Technology and connectivity are fundamental parts of a family’s global relocation plan. Choosing what equipment to take, establishing what services are available, determining the best options for at-home and mobile connectivity — all of these decisions can make a critical difference in quality of life, and therefore, an assignment’s overall success.
Yet, it is very easy to overlook the fact that technology is always on the advance. Such innovation makes life easier, especially when it comes to local and global communication. But, it also affects assignees and their families — and their decisions — in new, and sometimes unanticipated, ways.
What are some of the newer technology features, and issues, of which relocating families should be aware?
There is much more to taking video games to a new country than selecting the correct power converter for a console, or choosing favorite discs. Online functionality is now the norm in video gaming, not the exception. The Internet is used to purchase, download and update games, as well as allowing players to interact. In addition, as with DVDs and players, some consoles and games are region-coded. Online availability of titles can also be region-coded.
- If a family plans to play video games in a new country, these are some of the issues they may face:
- Will the local language in the new country be a barrier in areas such as the purchase of new games, customer support, technical support, or online interaction?
- Are online gaming services, such as XBOX LIVE, PSN, or Steam, available in the new country? If so, are there any account, hardware, or setup changes that must take place in advance of arrival?
- What options are available for gaming subscription payment in the new country? Are certain forms of payment more secure than others?
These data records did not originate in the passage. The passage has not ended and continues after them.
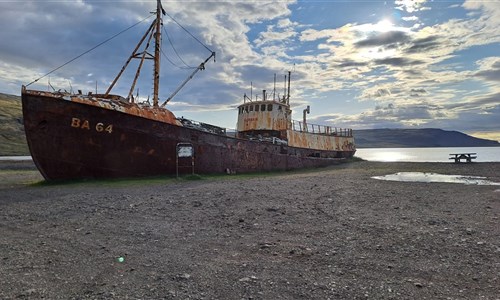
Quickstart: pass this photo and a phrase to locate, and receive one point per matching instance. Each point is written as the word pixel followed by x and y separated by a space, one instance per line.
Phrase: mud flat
pixel 332 233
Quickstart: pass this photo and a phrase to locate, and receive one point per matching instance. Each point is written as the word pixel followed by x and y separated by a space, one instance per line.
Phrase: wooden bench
pixel 467 157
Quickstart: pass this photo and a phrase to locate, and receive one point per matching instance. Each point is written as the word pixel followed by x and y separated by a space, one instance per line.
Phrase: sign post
pixel 184 150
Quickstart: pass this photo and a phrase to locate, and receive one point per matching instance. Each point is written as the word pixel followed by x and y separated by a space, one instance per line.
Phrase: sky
pixel 359 64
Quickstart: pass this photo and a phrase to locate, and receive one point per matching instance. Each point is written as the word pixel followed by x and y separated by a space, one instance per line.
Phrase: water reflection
pixel 434 177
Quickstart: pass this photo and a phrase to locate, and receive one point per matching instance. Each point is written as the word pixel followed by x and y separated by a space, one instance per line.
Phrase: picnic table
pixel 467 157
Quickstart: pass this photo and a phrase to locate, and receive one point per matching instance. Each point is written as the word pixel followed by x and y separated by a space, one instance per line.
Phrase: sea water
pixel 441 154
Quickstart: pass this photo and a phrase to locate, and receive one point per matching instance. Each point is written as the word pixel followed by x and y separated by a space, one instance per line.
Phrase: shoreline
pixel 332 232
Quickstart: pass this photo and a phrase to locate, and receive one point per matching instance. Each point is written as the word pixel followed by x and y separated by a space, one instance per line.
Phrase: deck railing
pixel 320 129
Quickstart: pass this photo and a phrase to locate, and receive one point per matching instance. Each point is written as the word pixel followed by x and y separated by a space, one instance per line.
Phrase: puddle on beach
pixel 434 177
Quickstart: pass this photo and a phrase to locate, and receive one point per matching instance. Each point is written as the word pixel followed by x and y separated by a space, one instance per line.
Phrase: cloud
pixel 385 39
pixel 411 6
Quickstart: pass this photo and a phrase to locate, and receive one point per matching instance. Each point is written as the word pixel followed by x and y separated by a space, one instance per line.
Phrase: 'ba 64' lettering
pixel 86 124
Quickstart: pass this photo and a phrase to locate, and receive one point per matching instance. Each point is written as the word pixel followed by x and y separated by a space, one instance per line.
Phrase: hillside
pixel 427 137
pixel 12 139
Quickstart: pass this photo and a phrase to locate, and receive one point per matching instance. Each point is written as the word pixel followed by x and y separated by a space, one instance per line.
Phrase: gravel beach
pixel 330 233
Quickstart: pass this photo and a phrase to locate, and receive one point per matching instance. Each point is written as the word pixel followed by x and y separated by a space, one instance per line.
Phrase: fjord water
pixel 441 154
pixel 484 154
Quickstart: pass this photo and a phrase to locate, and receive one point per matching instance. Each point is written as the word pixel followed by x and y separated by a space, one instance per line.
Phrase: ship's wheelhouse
pixel 264 118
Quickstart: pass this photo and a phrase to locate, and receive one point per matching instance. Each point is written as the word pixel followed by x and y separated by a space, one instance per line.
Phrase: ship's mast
pixel 156 83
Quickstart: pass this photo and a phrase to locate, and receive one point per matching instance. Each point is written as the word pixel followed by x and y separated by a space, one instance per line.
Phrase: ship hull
pixel 71 140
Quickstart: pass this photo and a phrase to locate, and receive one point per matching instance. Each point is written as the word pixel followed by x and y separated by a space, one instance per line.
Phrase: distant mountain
pixel 427 137
pixel 13 140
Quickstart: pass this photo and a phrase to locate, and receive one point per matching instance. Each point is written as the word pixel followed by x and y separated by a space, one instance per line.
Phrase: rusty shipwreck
pixel 89 135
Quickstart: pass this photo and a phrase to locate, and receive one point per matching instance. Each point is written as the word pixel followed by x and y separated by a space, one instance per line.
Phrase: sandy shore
pixel 332 233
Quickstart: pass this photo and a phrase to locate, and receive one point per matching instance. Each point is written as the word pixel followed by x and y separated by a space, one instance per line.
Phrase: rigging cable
pixel 188 32
pixel 91 49
pixel 176 53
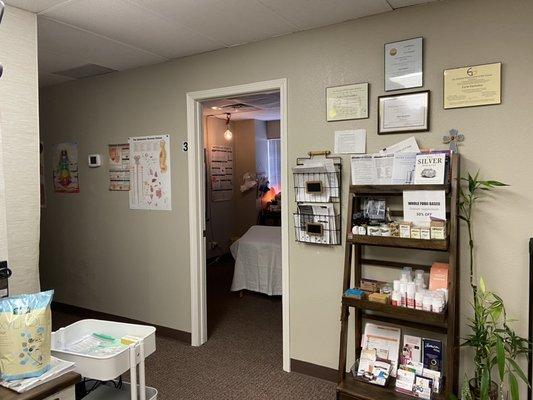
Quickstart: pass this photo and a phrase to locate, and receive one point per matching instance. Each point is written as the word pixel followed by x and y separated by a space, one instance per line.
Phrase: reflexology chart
pixel 150 173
Is it advantageous to purchase an extended subscription prior to departure?
- Do home Internet subscriptions in the new country support technical specifications for online games?
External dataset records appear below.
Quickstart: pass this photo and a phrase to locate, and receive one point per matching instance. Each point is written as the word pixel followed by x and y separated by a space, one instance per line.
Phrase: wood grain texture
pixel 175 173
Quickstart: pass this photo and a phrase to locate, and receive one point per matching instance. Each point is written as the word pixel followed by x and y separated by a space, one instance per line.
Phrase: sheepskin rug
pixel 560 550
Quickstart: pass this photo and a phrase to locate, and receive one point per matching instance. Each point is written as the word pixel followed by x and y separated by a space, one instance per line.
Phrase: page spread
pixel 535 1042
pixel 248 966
- Does the new country limit the importation of video games due to format or content?
- Are hardware technical support and upgrades available in the new country?
Media streaming services
Internet speed increases and line improvements have brought films, television shows, and telephone service online. In some locations, users can choose to rely exclusively on the Internet for them. This can offer cost savings, as well as a great deal of convenience.
If a family intends to use their home Internet connection for these services in a new country, here are some questions to ask:
- Is Internet speed and access in the new country at appropriate levels?
- Are popular streaming services, such as iTunes or Netflix, available in the new country? If not, are there local equivalents? What are the terms of service, and the costs? Are there additional options bundled into a service, such as the ability to select and return DVDs locally, and what equipment is required?
- Does the new country have legislation that limits what online services residents can access, such as Voice over Internet Protocol (VoIP) or instant messenger services?
- Are there laws that dictate what online content can be viewed? Is Internet activity monitored in the new country and if so, by whom?
- Are alternate methods of Internet access preferable? For example, a virtual private network (VPN) can offer digitally secure access to a home or office network.
- What are good contingency plans for staying informed of weather, news, and other developments in the event of a power or service outage?
Smartphones are almost ubiquitous globally, and international travelers of all kinds are well aware that advance planning is necessary to use them in a new destination. But an enhancement found on many smartphones, Global Positioning System or GPS, has given them an additional use that can be quite valuable to families. Some smartphone apps with GPS functionality allow users to track other users on maps, if mutual consent has been established.
The ability to view a family member’s whereabouts can provide peace of mind anywhere. However, additional concerns about unfamiliarity and security make these apps particularly sought after and valuable in international relocation destinations. For example, in 2013 more than half of users of the family locator app Life360 resided outside of the United States, despite the fact that the app was only available in English and its other features were much more limited internationally.
A family that plans to use locator apps on smartphones to track each other should consider these factors, in addition to other mobile communication planning:
- What smartphones are available in the new country, if currently owned ones will not work there?
- Is a smartphone’s GPS functionality limited in any way, by government regulation or by service provider?
- What locator app, such as Live360 or Glympse, is best suited to a family’s needs? Is a chosen app available to all of the family’s smartphones?
- What locator apps are available locally? Do those apps provide more detailed or less detailed information than others?
- What provisions can be made if the app is particularly draining on battery life, smartphone memory, or usage plans?
- What is an effective backup plan for staying in contact if there are unanticipated outages, especially those that only affect some family members?
Advantages to looking ahead
By identifying these issues and their solutions in advance, families who relocate internationally can benefit from access to familiar activities, fewer ongoing costs, and better communication. They can also establish a pattern of identifying new technological needs for future assignments, and for future convenience.